Friday, February 3, 2012

Havel Lives

by Karel Schwarzenberg, Desmond Tutu and Richard von Weizsäcker

Project Syndicate

February 3, 2012

The death of Václav Havel, the former president of Czechoslovakia and the Czech Republic, has been marked with mourning around the world. For his friends, the loss is overwhelming, but we all take comfort from the fact that his courage and his ideas helped to change our world for the better, and are still continuing to do so.

Throughout his life, Havel was an unconquerable fighter for freedom and human dignity. He was the leader of the Velvet Revolution, which brought communism to a peaceful end in his homeland, a dissident intellectual who, by his unswerving conscientiousness and disciplined, down-to-earth idealism, led his compatriots in their struggle to overcome the totalitarian mindset in the years after they regained their freedom. Indeed, that mental liberation remains a living, essential part of Havel’s legacy.
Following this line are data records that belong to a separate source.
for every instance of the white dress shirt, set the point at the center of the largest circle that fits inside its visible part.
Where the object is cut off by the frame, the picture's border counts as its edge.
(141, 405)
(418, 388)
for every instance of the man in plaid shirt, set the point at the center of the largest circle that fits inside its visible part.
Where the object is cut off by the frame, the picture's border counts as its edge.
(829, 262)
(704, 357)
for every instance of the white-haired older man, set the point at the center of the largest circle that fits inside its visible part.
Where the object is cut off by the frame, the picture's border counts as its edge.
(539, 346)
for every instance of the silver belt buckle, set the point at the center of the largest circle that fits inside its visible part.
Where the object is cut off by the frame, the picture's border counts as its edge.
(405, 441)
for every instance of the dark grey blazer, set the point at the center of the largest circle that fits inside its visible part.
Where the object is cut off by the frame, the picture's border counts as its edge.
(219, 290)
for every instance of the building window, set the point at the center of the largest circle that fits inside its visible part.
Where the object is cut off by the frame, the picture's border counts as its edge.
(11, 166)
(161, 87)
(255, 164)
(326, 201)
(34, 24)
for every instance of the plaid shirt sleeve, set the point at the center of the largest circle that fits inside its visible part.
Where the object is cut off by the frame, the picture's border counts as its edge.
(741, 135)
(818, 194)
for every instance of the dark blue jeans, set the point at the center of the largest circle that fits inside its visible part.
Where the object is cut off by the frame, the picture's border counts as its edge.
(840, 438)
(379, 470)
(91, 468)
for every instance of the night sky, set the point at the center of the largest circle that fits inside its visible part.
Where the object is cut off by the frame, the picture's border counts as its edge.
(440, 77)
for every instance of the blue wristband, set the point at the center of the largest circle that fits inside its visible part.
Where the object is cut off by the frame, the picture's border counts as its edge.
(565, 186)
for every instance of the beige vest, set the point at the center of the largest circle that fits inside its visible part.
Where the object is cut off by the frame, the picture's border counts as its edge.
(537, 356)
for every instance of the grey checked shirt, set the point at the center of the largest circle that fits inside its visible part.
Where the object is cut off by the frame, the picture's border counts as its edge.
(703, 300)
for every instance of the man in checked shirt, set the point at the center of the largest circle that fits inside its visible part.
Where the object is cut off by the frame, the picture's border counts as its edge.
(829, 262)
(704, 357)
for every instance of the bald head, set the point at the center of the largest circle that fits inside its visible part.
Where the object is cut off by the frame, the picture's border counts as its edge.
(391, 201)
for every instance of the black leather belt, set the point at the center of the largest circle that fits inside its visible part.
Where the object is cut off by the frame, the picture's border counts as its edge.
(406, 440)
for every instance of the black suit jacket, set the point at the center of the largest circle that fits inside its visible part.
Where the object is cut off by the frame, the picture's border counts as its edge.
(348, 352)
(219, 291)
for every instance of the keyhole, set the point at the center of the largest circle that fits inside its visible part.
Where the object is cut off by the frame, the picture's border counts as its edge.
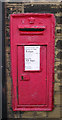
(22, 77)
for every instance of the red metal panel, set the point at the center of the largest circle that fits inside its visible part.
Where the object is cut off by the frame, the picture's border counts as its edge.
(32, 89)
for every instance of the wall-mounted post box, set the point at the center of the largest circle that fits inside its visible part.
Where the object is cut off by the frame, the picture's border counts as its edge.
(32, 61)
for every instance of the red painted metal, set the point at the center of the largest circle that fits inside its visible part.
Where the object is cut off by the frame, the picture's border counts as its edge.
(32, 89)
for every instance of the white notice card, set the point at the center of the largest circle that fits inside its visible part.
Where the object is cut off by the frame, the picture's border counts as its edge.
(32, 57)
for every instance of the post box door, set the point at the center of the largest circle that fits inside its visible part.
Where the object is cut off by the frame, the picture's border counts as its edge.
(32, 87)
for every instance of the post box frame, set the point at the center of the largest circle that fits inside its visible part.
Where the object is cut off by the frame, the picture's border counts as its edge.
(50, 82)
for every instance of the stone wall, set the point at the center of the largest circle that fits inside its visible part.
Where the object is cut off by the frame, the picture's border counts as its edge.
(56, 9)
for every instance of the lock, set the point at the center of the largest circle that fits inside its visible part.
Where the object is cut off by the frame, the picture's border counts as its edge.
(24, 77)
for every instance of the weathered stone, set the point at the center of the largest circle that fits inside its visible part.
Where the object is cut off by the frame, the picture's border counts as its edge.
(59, 44)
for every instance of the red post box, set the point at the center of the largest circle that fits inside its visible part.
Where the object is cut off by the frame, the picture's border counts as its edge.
(32, 61)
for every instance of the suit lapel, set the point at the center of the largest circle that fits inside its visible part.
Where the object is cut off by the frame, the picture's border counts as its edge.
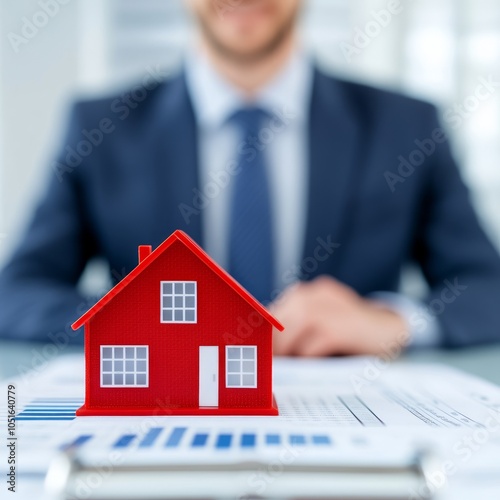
(333, 148)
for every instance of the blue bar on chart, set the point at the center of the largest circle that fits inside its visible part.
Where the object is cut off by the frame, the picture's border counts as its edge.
(124, 441)
(50, 409)
(297, 440)
(321, 440)
(149, 439)
(224, 441)
(175, 437)
(273, 439)
(247, 440)
(199, 440)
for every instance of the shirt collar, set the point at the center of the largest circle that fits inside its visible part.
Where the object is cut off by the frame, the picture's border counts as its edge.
(215, 99)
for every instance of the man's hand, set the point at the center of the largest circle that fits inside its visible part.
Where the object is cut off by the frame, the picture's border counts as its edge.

But Havel not only changed his society and Europe; he also set an example for all who struggle for freedom. That his words and ideas are now finding resonance not only in Europe, but also in Asia, Africa, and elsewhere attests to the cogency and rigor of his vision. Each day, it seems, the power of the powerless is confirmed anew.

Havel’s stress on truth, and on not collaborating in lies, may have been the deepest core of his thought. It is truth that makes us free. And our power as free people arises from our refusal to consent willingly to lies. The powerful cannot force us to lie, except by altering our minds.